Legislature Moving to Gut Curbs on Title Insurance Costs
Feb. 2, 2018 — Not even a cup of coffee can be part of closing costs. For now.
For the time being, New York homebuyers’ closing costs will not include the cost of Madison Square Garden tickets, trips to strip clubs, or even the price of a humble cup of coffee.
New regulations to curtail fees charged by title insurers have gone into effect – though they may prove short-lived. An aggressive lobbying push in Albany has inspired the State Senate to pass a bill gutting the new regulations, which went into effect, after a delay, on Feb. 1. The General Assembly is set to consider the anti-reform bill.

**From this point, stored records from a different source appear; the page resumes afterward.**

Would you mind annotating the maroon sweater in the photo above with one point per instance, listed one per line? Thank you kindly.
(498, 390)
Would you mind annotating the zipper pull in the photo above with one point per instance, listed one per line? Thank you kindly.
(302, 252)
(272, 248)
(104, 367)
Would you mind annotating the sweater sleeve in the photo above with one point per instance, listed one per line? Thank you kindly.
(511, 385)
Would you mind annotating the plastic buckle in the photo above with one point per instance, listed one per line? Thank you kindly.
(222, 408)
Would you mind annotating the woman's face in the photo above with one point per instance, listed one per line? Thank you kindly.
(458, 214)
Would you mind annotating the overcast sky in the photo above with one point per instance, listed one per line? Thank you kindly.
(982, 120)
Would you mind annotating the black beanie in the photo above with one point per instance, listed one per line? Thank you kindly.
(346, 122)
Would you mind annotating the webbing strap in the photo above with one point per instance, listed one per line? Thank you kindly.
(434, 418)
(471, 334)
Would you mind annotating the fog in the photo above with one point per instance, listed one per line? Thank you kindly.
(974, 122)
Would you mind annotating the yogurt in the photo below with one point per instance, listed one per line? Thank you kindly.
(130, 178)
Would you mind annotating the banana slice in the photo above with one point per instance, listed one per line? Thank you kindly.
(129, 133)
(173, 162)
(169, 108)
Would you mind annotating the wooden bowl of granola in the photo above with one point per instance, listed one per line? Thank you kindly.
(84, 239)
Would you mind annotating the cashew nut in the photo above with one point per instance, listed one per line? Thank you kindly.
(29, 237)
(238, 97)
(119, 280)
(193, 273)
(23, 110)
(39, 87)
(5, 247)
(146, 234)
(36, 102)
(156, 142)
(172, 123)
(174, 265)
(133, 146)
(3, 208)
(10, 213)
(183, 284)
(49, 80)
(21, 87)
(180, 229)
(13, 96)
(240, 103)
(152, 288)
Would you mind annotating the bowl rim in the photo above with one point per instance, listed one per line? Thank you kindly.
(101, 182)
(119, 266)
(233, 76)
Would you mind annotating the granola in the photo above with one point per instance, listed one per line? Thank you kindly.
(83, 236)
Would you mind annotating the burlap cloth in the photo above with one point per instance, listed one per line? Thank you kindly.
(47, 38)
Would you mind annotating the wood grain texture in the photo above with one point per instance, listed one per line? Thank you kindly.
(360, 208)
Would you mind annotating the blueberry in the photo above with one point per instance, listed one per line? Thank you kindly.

Virtually all homebuyers purchase title insurance, which guarantees that a property can change hands without anyone else having a valid claim to it. The new reforms seek to end the long-standing practice of title insurers entertaining potential clients – the lawyers, accountants, brokers and others who work for homebuyers – and then getting the homebuyer’s business. The entertainment costs are then baked into the closing costs and passed onto consumers as “marketing fees.”
There are 30 title insurers in New York. All but two of them charge the exact same rates, which are approved by the state Department of Financial Services and are the highest in the country – 40 percent more than Connecticut, 25 percent more than New Jersey, according to the New York Times. How do you spell c-a-r-t-e-l?
The two companies that charge less are OneTitle and Entitle Direct. How do they do it? “All but one of our competitors file a single set of rates collectively, and that’s legal,” says Dan Price, president and CEO of OneTitle. “We’re not driven by the rest of the industry. We were driven by our own analysis of how much it would cost for us to operate.”
It probably doesn’t hurt that OneTitle, unlike most of its competitors, refuses to pass lavish entertainment expenses on to homebuyers. “We would never add a fee to a title bill that was driven by marketing expenses,” Price says. In the world of New York title insurance, that qualifies as downright quaint.